Ainda imersos na ressaca de uma Semana Santa pletórica, e com a contagem decrescente até ao Domingo de Ramos, é tempo de começar a pensar, para além da iminente Feria, nas próximas férias de Verão, cuja organização, para quem planeia voar, se apresenta com uma vasta gama de destinos a partir do aeroporto de Sevilha, que este ano está a bater o seu próprio recorde de ligações e lugares oferecidos, com números nunca antes registados no aeródromo de Sevilha.
A temporada de verão em São Paulo começou no final de março e se estenderá até o último final de semana de outubro. Para esses sete meses, cerca de trinta companhias aéreas programaram 5,8 milhões de assentos, o que representa 10,3% a mais do que no mesmo período de 2019, o último ano de plena normalidade antes da pandemia do coronavírus. Estes lugares serão distribuídos por 32 000 operações, incluindo partidas e chegadas, o que representa mais 1,6% de voos.
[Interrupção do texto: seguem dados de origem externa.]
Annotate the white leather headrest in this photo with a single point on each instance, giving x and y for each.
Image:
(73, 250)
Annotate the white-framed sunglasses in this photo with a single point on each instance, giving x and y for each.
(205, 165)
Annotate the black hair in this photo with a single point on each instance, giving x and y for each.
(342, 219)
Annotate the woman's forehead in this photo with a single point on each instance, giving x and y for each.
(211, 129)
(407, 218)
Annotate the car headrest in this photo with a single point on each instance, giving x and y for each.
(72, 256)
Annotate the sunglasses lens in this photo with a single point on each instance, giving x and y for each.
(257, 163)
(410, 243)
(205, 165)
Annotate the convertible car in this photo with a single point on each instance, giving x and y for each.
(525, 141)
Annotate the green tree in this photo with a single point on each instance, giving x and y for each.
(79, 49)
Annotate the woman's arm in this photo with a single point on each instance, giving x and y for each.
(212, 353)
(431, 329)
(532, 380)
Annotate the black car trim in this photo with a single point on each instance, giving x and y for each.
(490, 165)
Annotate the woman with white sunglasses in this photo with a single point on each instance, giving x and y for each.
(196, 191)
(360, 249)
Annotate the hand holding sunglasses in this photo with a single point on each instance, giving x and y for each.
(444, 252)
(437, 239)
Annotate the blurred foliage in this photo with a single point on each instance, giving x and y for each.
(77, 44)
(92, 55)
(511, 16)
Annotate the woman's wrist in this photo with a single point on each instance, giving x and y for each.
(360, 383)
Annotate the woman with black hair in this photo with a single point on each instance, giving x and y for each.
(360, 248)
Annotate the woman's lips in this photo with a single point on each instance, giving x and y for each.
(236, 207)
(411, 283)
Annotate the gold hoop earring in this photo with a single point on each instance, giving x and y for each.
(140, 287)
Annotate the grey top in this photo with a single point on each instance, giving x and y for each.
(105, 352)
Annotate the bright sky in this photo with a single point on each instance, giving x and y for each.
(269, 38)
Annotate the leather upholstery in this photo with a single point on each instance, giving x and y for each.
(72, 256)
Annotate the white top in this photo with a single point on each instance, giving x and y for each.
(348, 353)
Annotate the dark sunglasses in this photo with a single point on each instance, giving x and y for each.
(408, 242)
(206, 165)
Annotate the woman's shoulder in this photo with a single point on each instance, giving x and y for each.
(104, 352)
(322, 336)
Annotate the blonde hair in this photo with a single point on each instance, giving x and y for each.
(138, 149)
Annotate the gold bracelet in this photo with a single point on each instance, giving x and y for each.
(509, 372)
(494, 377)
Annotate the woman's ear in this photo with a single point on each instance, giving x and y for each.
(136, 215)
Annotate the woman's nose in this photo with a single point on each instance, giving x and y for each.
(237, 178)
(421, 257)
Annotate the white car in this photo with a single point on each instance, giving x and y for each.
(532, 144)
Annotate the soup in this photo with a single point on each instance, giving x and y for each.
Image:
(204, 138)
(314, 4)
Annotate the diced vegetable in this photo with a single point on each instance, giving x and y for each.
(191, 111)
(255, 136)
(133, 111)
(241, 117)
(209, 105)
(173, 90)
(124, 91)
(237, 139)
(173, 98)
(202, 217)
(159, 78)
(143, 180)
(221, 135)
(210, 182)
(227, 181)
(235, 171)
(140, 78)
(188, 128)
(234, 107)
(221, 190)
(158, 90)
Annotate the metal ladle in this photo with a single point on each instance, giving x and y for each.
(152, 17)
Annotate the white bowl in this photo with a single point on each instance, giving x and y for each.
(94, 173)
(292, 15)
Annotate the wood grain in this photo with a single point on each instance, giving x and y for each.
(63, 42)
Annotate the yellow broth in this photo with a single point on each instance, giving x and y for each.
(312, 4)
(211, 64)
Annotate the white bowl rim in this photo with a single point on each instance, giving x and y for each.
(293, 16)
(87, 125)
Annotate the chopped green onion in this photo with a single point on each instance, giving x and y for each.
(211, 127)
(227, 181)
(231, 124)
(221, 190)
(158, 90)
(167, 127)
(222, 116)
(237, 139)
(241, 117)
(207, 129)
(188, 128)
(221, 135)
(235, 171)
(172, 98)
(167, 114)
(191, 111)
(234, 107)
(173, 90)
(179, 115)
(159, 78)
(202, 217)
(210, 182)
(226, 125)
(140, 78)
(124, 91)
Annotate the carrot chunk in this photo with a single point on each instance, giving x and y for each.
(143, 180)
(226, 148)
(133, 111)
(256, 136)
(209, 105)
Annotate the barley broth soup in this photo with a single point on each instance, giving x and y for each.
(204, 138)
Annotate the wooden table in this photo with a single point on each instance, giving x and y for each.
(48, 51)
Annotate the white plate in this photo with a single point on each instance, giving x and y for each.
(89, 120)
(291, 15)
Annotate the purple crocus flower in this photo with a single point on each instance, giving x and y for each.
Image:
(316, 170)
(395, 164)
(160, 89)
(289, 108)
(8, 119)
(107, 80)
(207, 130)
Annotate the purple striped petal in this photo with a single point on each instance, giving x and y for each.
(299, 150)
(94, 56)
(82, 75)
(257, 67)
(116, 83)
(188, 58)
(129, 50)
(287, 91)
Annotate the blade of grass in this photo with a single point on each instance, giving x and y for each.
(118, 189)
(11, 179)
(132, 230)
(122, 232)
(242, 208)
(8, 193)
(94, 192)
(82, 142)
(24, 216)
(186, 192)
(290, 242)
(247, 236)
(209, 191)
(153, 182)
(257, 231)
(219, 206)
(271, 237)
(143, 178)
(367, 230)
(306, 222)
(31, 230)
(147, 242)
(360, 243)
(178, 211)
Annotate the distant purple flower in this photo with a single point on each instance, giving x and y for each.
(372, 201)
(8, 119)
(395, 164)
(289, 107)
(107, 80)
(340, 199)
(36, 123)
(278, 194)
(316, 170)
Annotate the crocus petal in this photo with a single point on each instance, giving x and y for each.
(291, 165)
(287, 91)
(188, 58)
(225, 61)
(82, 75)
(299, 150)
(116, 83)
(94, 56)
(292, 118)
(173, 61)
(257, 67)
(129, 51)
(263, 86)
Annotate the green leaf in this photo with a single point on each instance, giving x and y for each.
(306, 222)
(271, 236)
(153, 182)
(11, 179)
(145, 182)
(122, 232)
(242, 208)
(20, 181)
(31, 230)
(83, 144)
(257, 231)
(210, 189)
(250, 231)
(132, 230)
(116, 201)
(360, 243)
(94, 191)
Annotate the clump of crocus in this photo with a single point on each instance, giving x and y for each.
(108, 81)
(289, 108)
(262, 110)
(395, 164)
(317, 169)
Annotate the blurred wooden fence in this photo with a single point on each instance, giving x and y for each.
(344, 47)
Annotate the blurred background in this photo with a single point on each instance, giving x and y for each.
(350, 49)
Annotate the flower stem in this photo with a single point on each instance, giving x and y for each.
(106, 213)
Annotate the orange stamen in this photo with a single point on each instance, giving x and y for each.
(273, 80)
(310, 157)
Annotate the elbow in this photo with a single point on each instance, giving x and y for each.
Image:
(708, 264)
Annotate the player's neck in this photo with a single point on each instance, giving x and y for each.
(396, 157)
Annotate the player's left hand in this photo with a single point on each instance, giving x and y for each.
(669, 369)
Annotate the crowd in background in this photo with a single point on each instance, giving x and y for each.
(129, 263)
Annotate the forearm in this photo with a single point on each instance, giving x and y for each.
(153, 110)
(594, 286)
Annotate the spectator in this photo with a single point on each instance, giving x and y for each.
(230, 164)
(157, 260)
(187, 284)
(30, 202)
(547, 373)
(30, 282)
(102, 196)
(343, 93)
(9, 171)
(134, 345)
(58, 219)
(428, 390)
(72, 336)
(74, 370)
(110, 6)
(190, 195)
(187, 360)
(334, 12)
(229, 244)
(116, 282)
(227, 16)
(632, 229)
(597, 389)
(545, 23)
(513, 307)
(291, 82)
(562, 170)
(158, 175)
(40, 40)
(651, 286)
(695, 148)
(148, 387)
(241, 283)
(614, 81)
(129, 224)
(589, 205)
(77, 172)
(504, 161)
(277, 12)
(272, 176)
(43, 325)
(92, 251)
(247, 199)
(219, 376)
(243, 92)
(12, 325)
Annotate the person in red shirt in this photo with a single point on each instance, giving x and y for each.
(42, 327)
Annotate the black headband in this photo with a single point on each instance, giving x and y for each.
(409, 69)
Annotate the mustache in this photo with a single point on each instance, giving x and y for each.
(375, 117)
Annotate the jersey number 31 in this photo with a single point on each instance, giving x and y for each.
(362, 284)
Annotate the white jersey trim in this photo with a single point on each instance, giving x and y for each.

No total, San Pablo se conectará neste verão com 80 aeroportos em 74 cidades, dos quais 21 são espanhóis e 53 são internacionais, correspondendo a 18 países. Destes, 15 (13 internacionais e dois domésticos) foram adicionados nos últimos três anos, uma vez que nenhum deles estava a operar no Verão de 2019. Quatro, além disso, nunca tinham sido programados como uma rota regular no aeródromo de Sevilha: Atenas, Praga, Cork e Trapani. No entanto, é de notar que alguns destes destinos serão implementados progressivamente, de acordo com o planeamento de cada companhia aérea.
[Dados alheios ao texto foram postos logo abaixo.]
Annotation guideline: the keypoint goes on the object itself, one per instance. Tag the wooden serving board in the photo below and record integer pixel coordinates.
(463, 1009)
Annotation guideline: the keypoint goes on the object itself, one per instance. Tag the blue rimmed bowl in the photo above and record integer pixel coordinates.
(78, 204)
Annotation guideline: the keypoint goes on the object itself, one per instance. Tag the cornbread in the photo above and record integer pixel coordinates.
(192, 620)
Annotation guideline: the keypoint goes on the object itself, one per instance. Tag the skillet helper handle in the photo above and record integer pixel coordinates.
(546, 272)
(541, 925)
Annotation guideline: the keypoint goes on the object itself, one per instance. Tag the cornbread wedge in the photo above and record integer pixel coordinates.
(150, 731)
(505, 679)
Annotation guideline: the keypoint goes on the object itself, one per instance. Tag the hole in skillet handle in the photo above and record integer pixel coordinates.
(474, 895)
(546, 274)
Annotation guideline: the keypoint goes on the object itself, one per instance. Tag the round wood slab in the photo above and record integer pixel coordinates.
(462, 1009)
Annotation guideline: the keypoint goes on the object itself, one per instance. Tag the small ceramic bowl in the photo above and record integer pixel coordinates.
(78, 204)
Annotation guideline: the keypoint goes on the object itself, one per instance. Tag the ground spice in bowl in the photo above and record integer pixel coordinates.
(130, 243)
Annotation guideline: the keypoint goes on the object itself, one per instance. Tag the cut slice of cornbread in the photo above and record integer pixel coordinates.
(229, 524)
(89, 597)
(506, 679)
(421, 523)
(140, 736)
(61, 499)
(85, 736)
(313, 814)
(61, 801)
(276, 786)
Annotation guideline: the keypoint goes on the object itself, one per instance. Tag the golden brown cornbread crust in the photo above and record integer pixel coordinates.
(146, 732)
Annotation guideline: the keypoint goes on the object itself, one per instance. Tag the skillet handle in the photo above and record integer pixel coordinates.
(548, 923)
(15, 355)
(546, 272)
De acordo com os dados fornecidos pela Aena, os mercados estrangeiros que mais cresceram nesta época de Verão em termos de lugares oferecidos foram o mercado irlandês, com mais 122% de lugares; o mercado português, com mais 73% de lugares, um aumento que pode ser explicado pelo facto de muitos passageiros fazerem ligações com Lisboa para viajar para os EUA ou para a América Latina; e o mercado marroquino, com um aumento de 46%. Registaram-se também aumentos, embora em menor escala, de lugares nos voos para França (mais 6%), Holanda (5%) e Reino Unido (4%).